Phoenicians Invent the Modern Alphabet Part 1

About the Phoenicians inventing the modern alphabet, the process in history and linguistics whereby pictures or ideograms are broken to component sounds to creat a writing system.


WHEN: About 1000 B.C.

HOW: Most letters in our English alphabet are simplifications of what were ancient drawings of animals or objects. A capital Q, for instance, represents a monkey. Ch, from the word for "fence," became H. An M was 1st an owl and later meant "water."

But let's go back to the beginning--or as close to it as we can get. Historians generally agree that our alphabet descended from ancient Egyptian hieroglyphics, meaning "sacred writings," because they were 1st recorded by priests more than 5,000 years ago. Hieroglyphics were simple pictures carved in stone or inscribed on papyrus. A small circle with a dot in its center stood for "sun." A figure showing 2 arms, one holding a shield and the other a spear, meant "battle."

As new words came into the vocabulary, new picture symbols were created, until finally the "writing" of some documents became more complicated than a wiring diagram for a modern computer. So the Egyptians began to combine certain pictures to represent sounds instead of the objects pictured.
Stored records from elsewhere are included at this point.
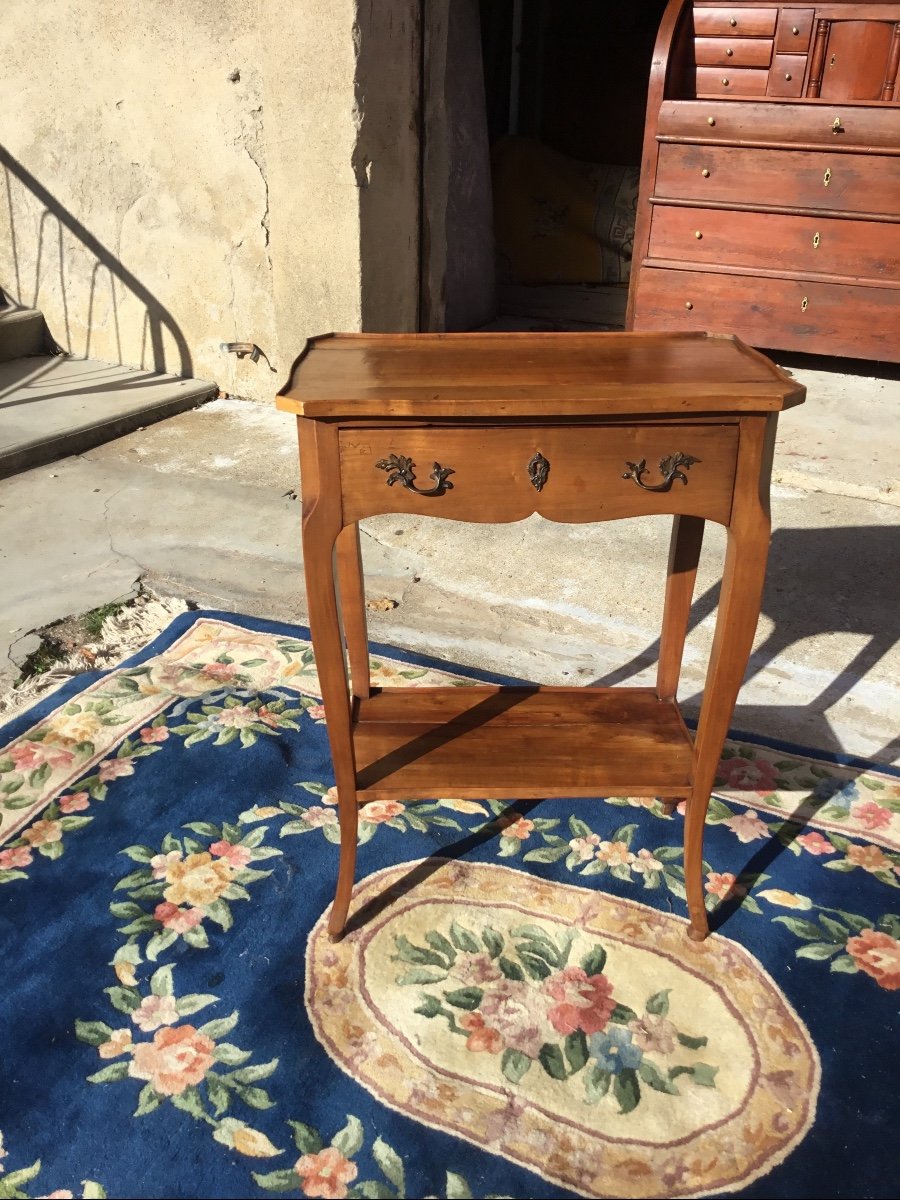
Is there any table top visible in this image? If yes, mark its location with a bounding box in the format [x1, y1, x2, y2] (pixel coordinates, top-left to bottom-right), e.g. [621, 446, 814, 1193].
[277, 332, 806, 421]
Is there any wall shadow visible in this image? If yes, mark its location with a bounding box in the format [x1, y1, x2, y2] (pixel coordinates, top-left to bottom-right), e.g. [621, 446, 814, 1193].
[594, 524, 900, 760]
[0, 146, 193, 377]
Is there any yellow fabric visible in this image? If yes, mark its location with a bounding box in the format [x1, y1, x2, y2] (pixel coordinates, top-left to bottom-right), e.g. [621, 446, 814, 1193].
[491, 137, 640, 283]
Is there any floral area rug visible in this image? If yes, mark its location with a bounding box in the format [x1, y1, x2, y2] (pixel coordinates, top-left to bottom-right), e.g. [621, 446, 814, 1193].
[0, 613, 900, 1198]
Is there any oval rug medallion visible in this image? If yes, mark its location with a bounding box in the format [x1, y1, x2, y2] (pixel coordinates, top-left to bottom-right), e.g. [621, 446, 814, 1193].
[306, 860, 820, 1198]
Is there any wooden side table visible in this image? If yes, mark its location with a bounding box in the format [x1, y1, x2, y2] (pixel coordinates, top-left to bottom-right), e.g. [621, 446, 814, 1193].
[278, 334, 805, 940]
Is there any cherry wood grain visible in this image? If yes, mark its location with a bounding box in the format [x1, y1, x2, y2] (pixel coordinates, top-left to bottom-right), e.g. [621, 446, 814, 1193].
[656, 97, 900, 148]
[649, 205, 900, 282]
[637, 266, 900, 362]
[775, 7, 815, 54]
[694, 4, 778, 37]
[694, 37, 773, 67]
[278, 332, 803, 420]
[655, 143, 900, 217]
[353, 686, 692, 800]
[340, 422, 738, 523]
[287, 333, 806, 938]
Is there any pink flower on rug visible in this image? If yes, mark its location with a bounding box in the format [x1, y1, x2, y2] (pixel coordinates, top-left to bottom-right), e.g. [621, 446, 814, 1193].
[480, 979, 548, 1058]
[200, 662, 238, 683]
[304, 804, 340, 829]
[706, 871, 746, 900]
[544, 967, 616, 1033]
[97, 1030, 131, 1058]
[154, 900, 203, 934]
[128, 1025, 216, 1096]
[359, 800, 406, 824]
[458, 1013, 503, 1054]
[6, 742, 74, 772]
[502, 817, 534, 841]
[131, 996, 178, 1033]
[59, 792, 91, 812]
[722, 809, 769, 841]
[847, 929, 900, 991]
[797, 829, 834, 854]
[0, 846, 34, 871]
[294, 1146, 359, 1200]
[100, 757, 134, 784]
[850, 800, 893, 829]
[718, 755, 778, 796]
[209, 841, 252, 871]
[596, 841, 635, 866]
[140, 725, 169, 745]
[150, 850, 184, 880]
[569, 833, 600, 863]
[22, 821, 62, 846]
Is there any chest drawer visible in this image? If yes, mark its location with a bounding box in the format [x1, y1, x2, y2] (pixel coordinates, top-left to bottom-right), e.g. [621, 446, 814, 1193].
[694, 37, 772, 67]
[635, 268, 900, 362]
[649, 204, 900, 283]
[694, 5, 778, 37]
[340, 422, 738, 523]
[696, 67, 769, 96]
[656, 100, 900, 151]
[775, 8, 816, 54]
[656, 143, 900, 216]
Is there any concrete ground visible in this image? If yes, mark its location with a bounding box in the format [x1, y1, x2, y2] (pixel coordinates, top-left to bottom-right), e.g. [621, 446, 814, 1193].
[0, 355, 900, 762]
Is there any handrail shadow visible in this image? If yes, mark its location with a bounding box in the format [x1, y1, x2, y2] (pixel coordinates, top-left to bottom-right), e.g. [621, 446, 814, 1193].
[0, 145, 193, 377]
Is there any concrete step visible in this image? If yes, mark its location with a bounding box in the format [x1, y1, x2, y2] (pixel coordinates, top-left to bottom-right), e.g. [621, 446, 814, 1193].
[0, 305, 50, 362]
[0, 354, 217, 479]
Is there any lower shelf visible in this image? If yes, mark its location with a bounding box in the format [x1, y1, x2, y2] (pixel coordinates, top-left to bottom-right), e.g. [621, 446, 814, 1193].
[353, 686, 694, 802]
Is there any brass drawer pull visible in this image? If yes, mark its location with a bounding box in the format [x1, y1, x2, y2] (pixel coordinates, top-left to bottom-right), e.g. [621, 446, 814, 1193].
[622, 450, 700, 492]
[376, 454, 454, 496]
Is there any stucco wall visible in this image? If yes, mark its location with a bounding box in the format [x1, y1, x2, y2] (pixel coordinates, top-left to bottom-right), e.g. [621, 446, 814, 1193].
[0, 0, 418, 400]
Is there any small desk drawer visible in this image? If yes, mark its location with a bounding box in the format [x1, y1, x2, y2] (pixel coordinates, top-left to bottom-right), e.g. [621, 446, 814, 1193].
[775, 8, 816, 54]
[340, 421, 738, 523]
[694, 37, 772, 67]
[694, 5, 778, 37]
[696, 67, 769, 96]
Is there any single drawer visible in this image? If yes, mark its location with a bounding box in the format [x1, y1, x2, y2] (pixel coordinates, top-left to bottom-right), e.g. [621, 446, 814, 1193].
[775, 8, 815, 54]
[656, 100, 900, 151]
[694, 5, 778, 37]
[696, 67, 769, 96]
[340, 421, 738, 523]
[766, 54, 806, 97]
[694, 37, 772, 67]
[649, 204, 900, 283]
[634, 266, 900, 362]
[655, 142, 900, 216]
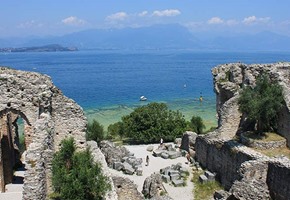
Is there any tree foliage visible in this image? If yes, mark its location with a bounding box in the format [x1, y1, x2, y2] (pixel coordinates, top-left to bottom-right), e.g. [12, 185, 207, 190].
[239, 75, 284, 133]
[108, 122, 125, 139]
[189, 116, 205, 134]
[86, 119, 105, 142]
[116, 103, 186, 143]
[52, 138, 110, 200]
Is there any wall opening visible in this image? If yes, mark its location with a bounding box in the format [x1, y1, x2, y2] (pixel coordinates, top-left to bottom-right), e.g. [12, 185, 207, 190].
[0, 110, 29, 192]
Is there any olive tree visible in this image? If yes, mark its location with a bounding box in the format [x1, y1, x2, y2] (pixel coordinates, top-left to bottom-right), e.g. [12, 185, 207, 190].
[238, 74, 284, 133]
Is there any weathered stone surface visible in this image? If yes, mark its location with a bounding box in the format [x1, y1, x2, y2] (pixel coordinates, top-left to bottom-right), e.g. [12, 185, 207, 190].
[153, 149, 164, 157]
[146, 145, 154, 152]
[159, 167, 170, 175]
[87, 141, 118, 200]
[198, 174, 208, 183]
[142, 174, 166, 198]
[172, 179, 184, 187]
[113, 161, 124, 171]
[170, 173, 180, 181]
[168, 151, 181, 159]
[213, 190, 230, 200]
[195, 63, 290, 200]
[168, 169, 179, 176]
[174, 138, 182, 145]
[112, 176, 144, 200]
[0, 67, 86, 200]
[212, 62, 290, 141]
[179, 167, 189, 174]
[266, 157, 290, 200]
[204, 171, 215, 181]
[161, 174, 170, 183]
[240, 133, 287, 150]
[136, 166, 143, 176]
[100, 140, 130, 168]
[123, 162, 135, 175]
[180, 131, 197, 152]
[161, 152, 169, 159]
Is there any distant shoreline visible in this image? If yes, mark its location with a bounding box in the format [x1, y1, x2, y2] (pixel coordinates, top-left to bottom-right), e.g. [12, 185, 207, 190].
[84, 98, 217, 130]
[0, 44, 78, 53]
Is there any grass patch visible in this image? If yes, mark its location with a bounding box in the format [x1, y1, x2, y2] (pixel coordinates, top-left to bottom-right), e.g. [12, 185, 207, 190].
[255, 147, 290, 159]
[244, 132, 284, 142]
[192, 171, 223, 200]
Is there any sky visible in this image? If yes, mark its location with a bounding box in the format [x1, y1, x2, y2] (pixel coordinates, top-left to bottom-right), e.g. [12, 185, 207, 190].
[0, 0, 290, 38]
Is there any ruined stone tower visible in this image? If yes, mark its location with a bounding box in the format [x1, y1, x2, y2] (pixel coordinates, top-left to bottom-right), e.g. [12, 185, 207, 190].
[0, 67, 86, 200]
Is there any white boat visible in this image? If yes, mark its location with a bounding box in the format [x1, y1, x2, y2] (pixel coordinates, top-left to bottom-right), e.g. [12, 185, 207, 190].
[140, 96, 147, 101]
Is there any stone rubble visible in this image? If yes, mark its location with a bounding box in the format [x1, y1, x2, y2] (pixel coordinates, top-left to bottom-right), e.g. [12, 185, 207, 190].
[160, 163, 189, 187]
[195, 62, 290, 200]
[100, 140, 143, 176]
[0, 67, 87, 200]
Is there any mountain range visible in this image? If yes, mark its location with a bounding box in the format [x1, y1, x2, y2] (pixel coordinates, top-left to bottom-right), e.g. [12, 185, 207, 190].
[0, 24, 290, 51]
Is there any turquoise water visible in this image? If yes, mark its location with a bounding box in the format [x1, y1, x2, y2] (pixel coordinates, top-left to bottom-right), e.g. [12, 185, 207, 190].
[0, 51, 290, 127]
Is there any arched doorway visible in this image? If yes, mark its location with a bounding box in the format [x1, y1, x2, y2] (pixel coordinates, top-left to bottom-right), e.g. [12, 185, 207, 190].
[0, 109, 30, 192]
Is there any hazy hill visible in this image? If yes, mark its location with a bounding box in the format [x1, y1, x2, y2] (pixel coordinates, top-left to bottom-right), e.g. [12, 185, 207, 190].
[0, 24, 290, 51]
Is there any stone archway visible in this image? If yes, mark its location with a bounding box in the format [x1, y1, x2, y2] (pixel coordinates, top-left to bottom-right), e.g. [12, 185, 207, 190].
[0, 108, 31, 192]
[0, 67, 86, 200]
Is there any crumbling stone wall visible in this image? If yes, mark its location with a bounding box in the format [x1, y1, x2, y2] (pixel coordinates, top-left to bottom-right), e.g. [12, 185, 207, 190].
[195, 133, 290, 200]
[195, 134, 264, 190]
[195, 63, 290, 200]
[267, 158, 290, 200]
[212, 63, 290, 141]
[0, 67, 86, 200]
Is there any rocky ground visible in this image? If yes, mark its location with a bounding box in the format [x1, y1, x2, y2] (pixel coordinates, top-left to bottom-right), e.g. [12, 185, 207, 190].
[109, 144, 193, 200]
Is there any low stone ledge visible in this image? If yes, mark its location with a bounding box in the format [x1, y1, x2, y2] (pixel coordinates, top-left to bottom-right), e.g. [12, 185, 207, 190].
[240, 133, 287, 150]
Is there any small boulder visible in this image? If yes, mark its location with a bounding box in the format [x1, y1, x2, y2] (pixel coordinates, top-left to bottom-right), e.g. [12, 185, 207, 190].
[146, 145, 154, 152]
[172, 179, 184, 187]
[198, 174, 208, 183]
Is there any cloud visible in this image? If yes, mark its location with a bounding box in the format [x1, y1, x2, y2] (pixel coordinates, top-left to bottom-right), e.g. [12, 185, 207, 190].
[138, 10, 148, 17]
[152, 9, 181, 17]
[242, 15, 271, 25]
[106, 12, 128, 21]
[61, 16, 87, 26]
[17, 20, 43, 29]
[207, 17, 224, 24]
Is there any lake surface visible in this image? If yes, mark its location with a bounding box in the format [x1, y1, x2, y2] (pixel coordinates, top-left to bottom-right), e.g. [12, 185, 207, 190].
[0, 51, 290, 128]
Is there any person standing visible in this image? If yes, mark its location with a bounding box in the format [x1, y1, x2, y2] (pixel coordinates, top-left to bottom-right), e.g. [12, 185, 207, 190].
[146, 155, 149, 166]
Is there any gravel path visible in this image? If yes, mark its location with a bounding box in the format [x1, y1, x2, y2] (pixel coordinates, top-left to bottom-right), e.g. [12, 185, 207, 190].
[0, 171, 24, 200]
[110, 144, 193, 200]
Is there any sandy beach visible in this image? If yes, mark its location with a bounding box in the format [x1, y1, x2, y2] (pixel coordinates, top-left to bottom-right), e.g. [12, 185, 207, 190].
[109, 144, 193, 200]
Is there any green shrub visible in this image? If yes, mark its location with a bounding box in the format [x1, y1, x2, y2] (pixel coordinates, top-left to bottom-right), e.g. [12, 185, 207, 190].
[239, 75, 284, 133]
[86, 120, 105, 143]
[50, 138, 110, 200]
[189, 116, 205, 134]
[108, 122, 125, 139]
[113, 103, 186, 143]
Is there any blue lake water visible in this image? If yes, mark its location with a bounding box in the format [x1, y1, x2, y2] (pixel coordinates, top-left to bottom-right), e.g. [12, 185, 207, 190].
[0, 51, 290, 126]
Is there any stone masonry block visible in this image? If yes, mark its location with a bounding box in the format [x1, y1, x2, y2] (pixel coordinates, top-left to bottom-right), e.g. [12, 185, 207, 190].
[161, 175, 170, 183]
[198, 174, 208, 183]
[204, 171, 215, 181]
[172, 180, 184, 187]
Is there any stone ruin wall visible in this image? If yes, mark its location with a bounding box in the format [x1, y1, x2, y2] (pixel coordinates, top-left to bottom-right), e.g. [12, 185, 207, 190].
[0, 67, 86, 199]
[212, 63, 290, 141]
[195, 63, 290, 200]
[195, 133, 290, 200]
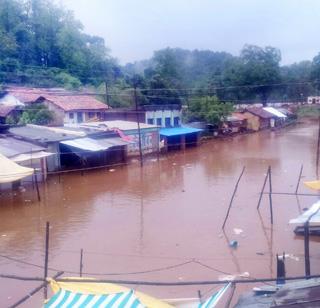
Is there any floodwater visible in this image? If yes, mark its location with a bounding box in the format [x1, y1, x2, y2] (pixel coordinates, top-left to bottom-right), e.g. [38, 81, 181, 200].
[0, 122, 320, 307]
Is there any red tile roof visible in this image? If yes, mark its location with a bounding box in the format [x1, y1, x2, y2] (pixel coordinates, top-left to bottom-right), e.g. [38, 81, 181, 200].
[0, 105, 15, 117]
[7, 87, 109, 111]
[43, 95, 109, 111]
[246, 107, 274, 119]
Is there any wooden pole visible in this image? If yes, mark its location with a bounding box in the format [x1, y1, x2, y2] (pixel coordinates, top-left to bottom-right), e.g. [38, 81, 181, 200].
[34, 169, 41, 202]
[198, 290, 202, 304]
[316, 115, 320, 178]
[79, 248, 83, 277]
[134, 85, 143, 167]
[269, 166, 273, 225]
[295, 164, 303, 194]
[9, 272, 64, 308]
[257, 168, 269, 209]
[304, 220, 310, 277]
[222, 167, 246, 230]
[43, 221, 50, 299]
[225, 282, 236, 308]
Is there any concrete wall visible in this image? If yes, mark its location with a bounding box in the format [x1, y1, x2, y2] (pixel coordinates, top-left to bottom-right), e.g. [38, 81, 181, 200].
[43, 100, 64, 126]
[124, 128, 159, 157]
[47, 142, 61, 172]
[243, 112, 260, 131]
[63, 110, 105, 124]
[145, 109, 181, 127]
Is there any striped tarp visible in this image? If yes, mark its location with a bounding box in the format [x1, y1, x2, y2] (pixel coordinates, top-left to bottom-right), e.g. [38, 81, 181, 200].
[44, 289, 144, 308]
[199, 283, 231, 308]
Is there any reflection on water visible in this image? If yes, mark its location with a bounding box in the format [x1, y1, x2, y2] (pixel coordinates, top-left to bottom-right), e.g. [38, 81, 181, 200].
[0, 119, 320, 307]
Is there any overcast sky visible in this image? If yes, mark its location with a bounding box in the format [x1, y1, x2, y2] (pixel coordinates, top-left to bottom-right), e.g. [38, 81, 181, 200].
[60, 0, 320, 64]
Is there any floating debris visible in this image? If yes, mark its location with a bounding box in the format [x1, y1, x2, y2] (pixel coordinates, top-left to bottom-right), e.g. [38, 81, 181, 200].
[229, 240, 239, 248]
[233, 228, 243, 235]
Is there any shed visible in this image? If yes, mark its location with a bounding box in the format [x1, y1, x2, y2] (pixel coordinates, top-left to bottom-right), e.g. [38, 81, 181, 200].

For example, orally the Egyptian word meaning "lapis lazuli" was khesteb. There was no picture of a khesteb, but there was a symbol called khesf, meaning "to stop," and a picture of a teb, or "pig." Thus a combined drawing of a man holding a pig by the tail meant khesteb or "lapis lazuli."

Centuries after Egypt's decline, explorers who discovered hieroglyphic carvings in Egypt were mystified as to their meanings until 1799, when an officer in Napoleon's Army near the Egyptian village of Rosetta discovered a smooth, thick, black stone covered with carvings divided into 3 separate sections. One section was a historical account in Greek; the other 2 were in hieroglyphics and demotics (simplified hieroglyphics). The Greek account said that it was exactly the same as the Egyptian, and this now enabled scholars to decipher the mysterious ancient carvings.

One great difficulty with picture writing was that different "readers" might make wrong interpretations of what they saw. An old story tells how Darius the Great, King of the Persians, led an army against Scythian forces north of the Black Sea about 512 B.C. As the armies neared one another, an emissary from the enemy brought Darius a message. Instead of pictures carved in stone, the enemy commander had sent Darius the real things--a mouse, a frog, a bird, and some arrows.

Darius summoned his officers. "We've won," he said. "These arrows mean the enemy will lay down his weapons. The mouse and frog mean he will give us his land and water. And the bird means that his armies will fly from our victorious legions!"

That night the Scythians swooped down and conquered the Persians. Said the Scythian general: "My message was clear. It said that unless you could turn yourselves into birds and fly away, or into mice and burrow under the ground, or into frogs and hide in the swamps, you would never escape death from our arrows."